Furthermore, remember the Roxa is approved in Japan and China, and likely will be approved in Europe this year. FGEN presented data at the AdComm, which appeared to indicate that there are less adverse events/safety signal with Roxa in China. Despite the AdComm's lopsided vote, as at least 3 or 4 AdComm members concluded, there is a reasonable case to be made with the existing data that Roxa should be approved, at least for certain subpopulations even with the existing data.
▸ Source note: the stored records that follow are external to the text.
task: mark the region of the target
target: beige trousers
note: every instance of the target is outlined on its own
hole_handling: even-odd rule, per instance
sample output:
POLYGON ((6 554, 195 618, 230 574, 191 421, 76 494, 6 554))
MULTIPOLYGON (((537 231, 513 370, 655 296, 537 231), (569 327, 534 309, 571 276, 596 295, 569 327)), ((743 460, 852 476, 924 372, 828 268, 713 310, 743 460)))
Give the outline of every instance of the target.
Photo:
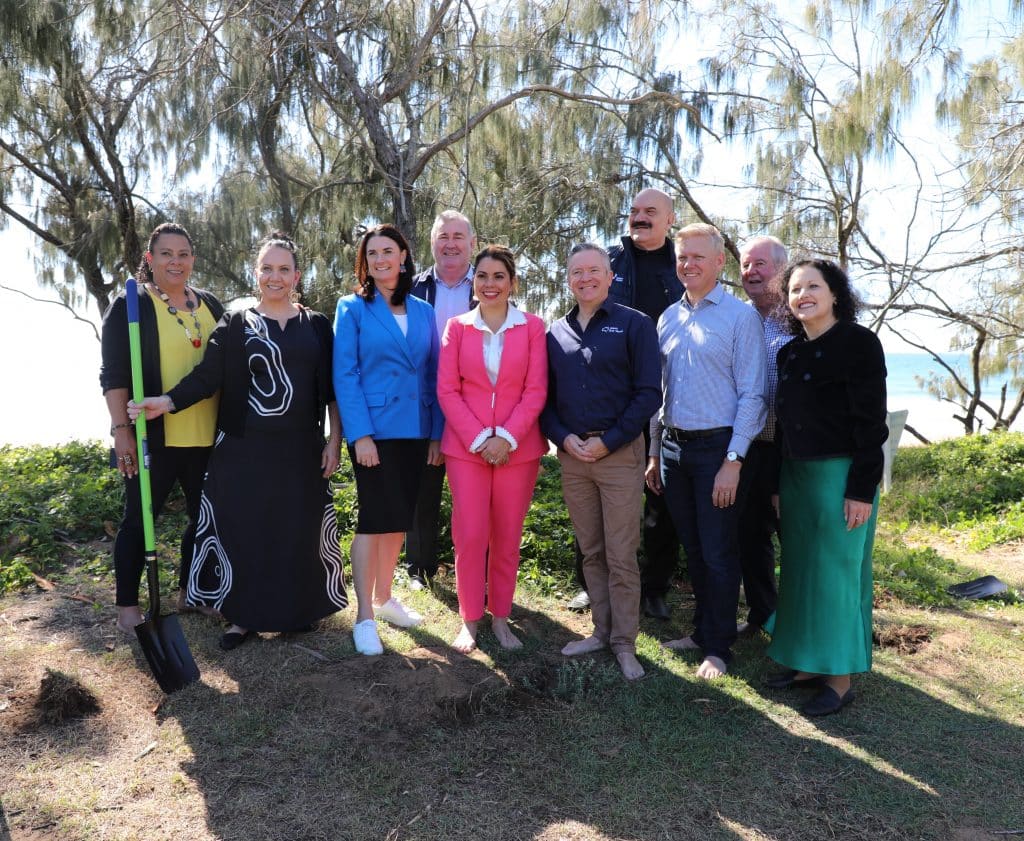
POLYGON ((636 550, 644 504, 644 439, 593 463, 558 451, 562 494, 583 553, 594 636, 634 652, 640 617, 636 550))

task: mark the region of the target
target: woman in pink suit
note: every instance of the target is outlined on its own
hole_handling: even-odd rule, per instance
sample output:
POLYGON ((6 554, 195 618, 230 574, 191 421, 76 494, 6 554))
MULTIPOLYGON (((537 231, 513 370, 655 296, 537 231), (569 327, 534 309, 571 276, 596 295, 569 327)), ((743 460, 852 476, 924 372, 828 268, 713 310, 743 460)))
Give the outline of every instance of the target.
POLYGON ((508 616, 523 521, 547 452, 538 424, 548 391, 544 322, 509 302, 516 291, 509 249, 489 245, 474 266, 480 305, 449 320, 437 369, 463 621, 452 645, 464 653, 476 647, 485 590, 494 636, 503 648, 522 646, 508 616))

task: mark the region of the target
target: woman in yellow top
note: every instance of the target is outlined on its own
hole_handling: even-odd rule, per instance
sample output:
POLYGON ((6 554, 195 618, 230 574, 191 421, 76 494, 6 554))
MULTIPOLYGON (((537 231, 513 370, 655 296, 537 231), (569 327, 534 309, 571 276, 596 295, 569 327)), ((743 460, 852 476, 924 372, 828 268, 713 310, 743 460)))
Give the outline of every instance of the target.
MULTIPOLYGON (((224 313, 224 307, 213 295, 188 285, 194 264, 192 237, 181 225, 165 222, 150 234, 136 274, 145 394, 162 394, 165 386, 178 382, 199 363, 206 340, 224 313)), ((128 419, 132 378, 124 292, 114 299, 103 316, 101 347, 100 385, 110 412, 117 469, 125 480, 124 516, 114 541, 117 627, 131 634, 143 621, 139 609, 139 581, 145 559, 139 454, 135 430, 128 419)), ((153 516, 159 515, 175 483, 181 485, 185 494, 188 525, 181 538, 178 579, 181 591, 188 582, 203 476, 216 422, 217 398, 213 397, 173 417, 157 420, 147 429, 153 516)), ((184 604, 184 593, 180 592, 178 606, 184 607, 184 604)))

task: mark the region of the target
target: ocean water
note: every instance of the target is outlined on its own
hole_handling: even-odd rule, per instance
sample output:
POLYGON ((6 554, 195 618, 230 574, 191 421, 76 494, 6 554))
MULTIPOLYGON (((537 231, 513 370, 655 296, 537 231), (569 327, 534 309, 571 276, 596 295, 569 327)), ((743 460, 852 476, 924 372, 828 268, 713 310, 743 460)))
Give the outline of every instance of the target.
MULTIPOLYGON (((966 370, 969 357, 966 353, 948 353, 943 359, 954 368, 966 370)), ((890 412, 908 410, 907 424, 931 441, 964 434, 963 424, 954 418, 960 414, 959 407, 932 397, 916 382, 916 377, 927 379, 930 374, 945 373, 934 359, 924 353, 886 353, 885 367, 890 412)), ((987 396, 995 397, 996 391, 993 388, 987 396)), ((901 446, 915 443, 920 442, 910 433, 905 432, 900 439, 901 446)))

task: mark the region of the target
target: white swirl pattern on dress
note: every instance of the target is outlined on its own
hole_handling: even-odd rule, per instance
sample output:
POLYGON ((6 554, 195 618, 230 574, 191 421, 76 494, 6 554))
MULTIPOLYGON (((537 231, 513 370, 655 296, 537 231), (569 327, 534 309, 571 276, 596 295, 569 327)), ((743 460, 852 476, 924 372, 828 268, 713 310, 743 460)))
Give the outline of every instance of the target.
POLYGON ((341 556, 341 545, 338 542, 338 520, 334 513, 334 503, 328 501, 324 506, 324 516, 320 521, 320 561, 327 573, 327 598, 338 610, 348 607, 348 593, 345 591, 345 561, 341 556))
POLYGON ((213 506, 207 498, 206 493, 199 502, 199 523, 196 526, 197 535, 206 535, 201 542, 196 543, 195 554, 192 556, 192 567, 188 572, 188 598, 189 604, 205 604, 220 610, 224 599, 231 591, 233 578, 231 560, 228 558, 224 546, 217 534, 217 521, 213 516, 213 506), (213 576, 217 585, 214 590, 204 590, 200 586, 200 573, 208 563, 213 563, 213 576))
POLYGON ((244 333, 252 382, 249 405, 264 417, 283 415, 291 408, 294 389, 281 361, 281 348, 270 338, 267 322, 258 313, 245 314, 244 333))

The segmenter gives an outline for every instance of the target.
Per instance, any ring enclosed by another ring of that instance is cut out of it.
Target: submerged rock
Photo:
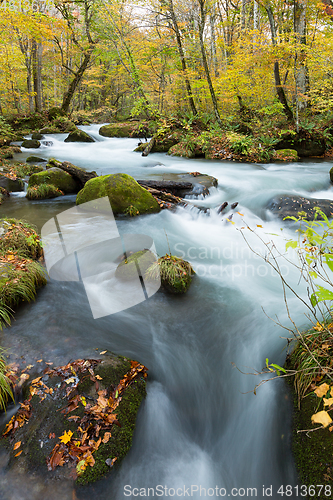
[[[115,214],[129,215],[159,212],[155,198],[133,177],[127,174],[102,175],[90,179],[76,197],[76,204],[81,205],[97,198],[108,196]]]
[[[150,250],[140,250],[123,260],[118,265],[115,277],[122,281],[137,280],[138,275],[142,278],[147,269],[156,262],[156,257]]]
[[[44,163],[47,162],[44,158],[39,158],[39,156],[28,156],[28,158],[25,160],[27,163]]]
[[[315,207],[319,207],[327,217],[333,217],[332,200],[314,200],[303,196],[283,195],[273,198],[267,205],[267,208],[281,219],[297,217],[298,212],[305,212],[306,219],[313,220],[316,215]],[[318,219],[320,220],[320,217]]]
[[[325,138],[318,131],[307,132],[300,129],[298,133],[287,132],[275,145],[276,150],[293,149],[301,157],[322,156],[326,150]]]
[[[33,174],[29,179],[29,188],[42,184],[52,184],[64,193],[77,193],[79,190],[79,186],[73,177],[57,167],[52,167],[48,170]]]

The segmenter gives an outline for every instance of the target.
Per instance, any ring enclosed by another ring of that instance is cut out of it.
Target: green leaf
[[[278,371],[280,371],[280,372],[282,372],[282,373],[287,373],[287,372],[286,372],[286,370],[285,370],[282,366],[276,365],[275,363],[271,363],[271,366],[272,366],[273,368],[275,368],[275,370],[276,370],[276,372],[277,372],[277,374],[278,374],[278,375],[280,375],[280,374],[278,373]]]
[[[311,301],[312,307],[315,307],[318,304],[318,299],[314,293],[311,295],[310,301]]]
[[[315,292],[318,302],[322,302],[323,300],[333,300],[333,292],[327,290],[323,286],[317,285],[318,290]]]
[[[288,250],[288,248],[297,248],[297,241],[288,241],[288,243],[286,244],[286,250]]]

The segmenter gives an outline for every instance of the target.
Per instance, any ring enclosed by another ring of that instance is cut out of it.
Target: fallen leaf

As we concluded previously, even if ROXA gets a negative view of the AdComm on DD, FGEN in our view still is worth more than $1B and arguably could still be valued at $2 billion, given the ex-U.S. Roxa market and current Pembrolizumab (Phase 3 asset) value. Of course we have to weigh the future cost of the likely investor litigation and settlement, and future Roxa Phase 3 trial(s) with the new dosing schedule, which will likely be hefty. But FGEN had about 2 years of cash/equivalents as of the end of Q1 with over $650 million in cash and a burn rate of around $70M/quarter. Thus, FGEN is well funded. And even if Astra Zeneca pulls our of Roxa in the U.S., FGEN could likely fund at least phase 3 trials in either NDD or DD. Thus, in our view, FGEN is attractive at the current price. There may be another negative bump with a likely upcoming FDA CRL, but most of that is built into the current price. And China sales data, approval in Europe, and possible positive data in CIA could be positive catalysts for FGEN this year. And who knows, an approval for any indication by the FDA, longshot as it seems currently, would be a nice positive surprise too. Thus, we are holding our FGEN positions going forward, and might return them back to their pre-AdComm levels in the coming month.


This article is not investment, tax, or legal advice. Please do you own diligence and seek advice from professional advisors representing your interests.


Article history:

7/18/21 initial published at ~ 7PM Central

7/19/21 Added the fifth possible 2021 catalyst event.